Ainsi, une nouvelle théorie voit le jour : initialement, lors de la création du tunnel d’Ézéchias, toute l’eau de la source de Gihon a été détournée vers la piscine de Siloé, au sud-ouest de la ville. Pourtant, il est logique que la partie supérieure de la ville ait encore besoin d’un accès à l’eau. Ainsi, la partie horizontale du puits a été abaissée pour accéder au puits vertical.

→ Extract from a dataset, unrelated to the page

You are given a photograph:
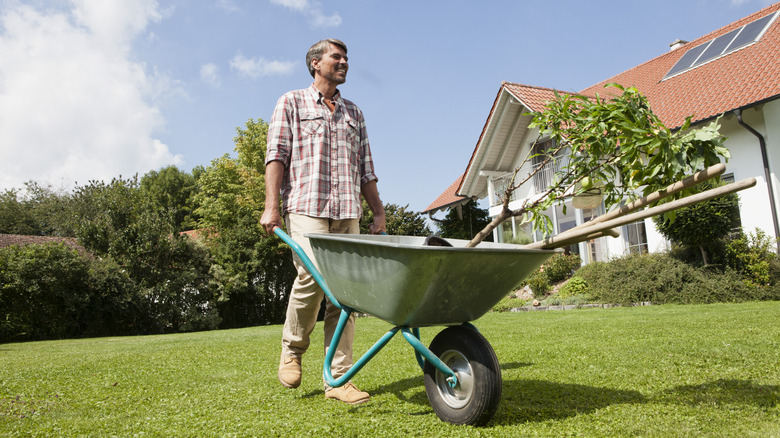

Normalement, à un débit normal dans le tunnel d’Ézéchias, l’eau de la source ne s’accumule pas à une profondeur suffisante au fond du puits vertical pour qu’on puisse facilement y laisser tomber et remplir un seau. Cependant, la découverte récente des vestiges d’une porte d’écluse du huitième siècle avant J.-C. à l’extrémité sud du tunnel d’Ézéchias (voir page 22) pourrait certainement augmenter le niveau de l’eau qui s’accumule au fond du puits de Warren. Ainsi, la partie supérieure de la ville aurait pu accéder à la source de Gihon par le système du puits de Warren au cours du huitième siècle avant notre ère.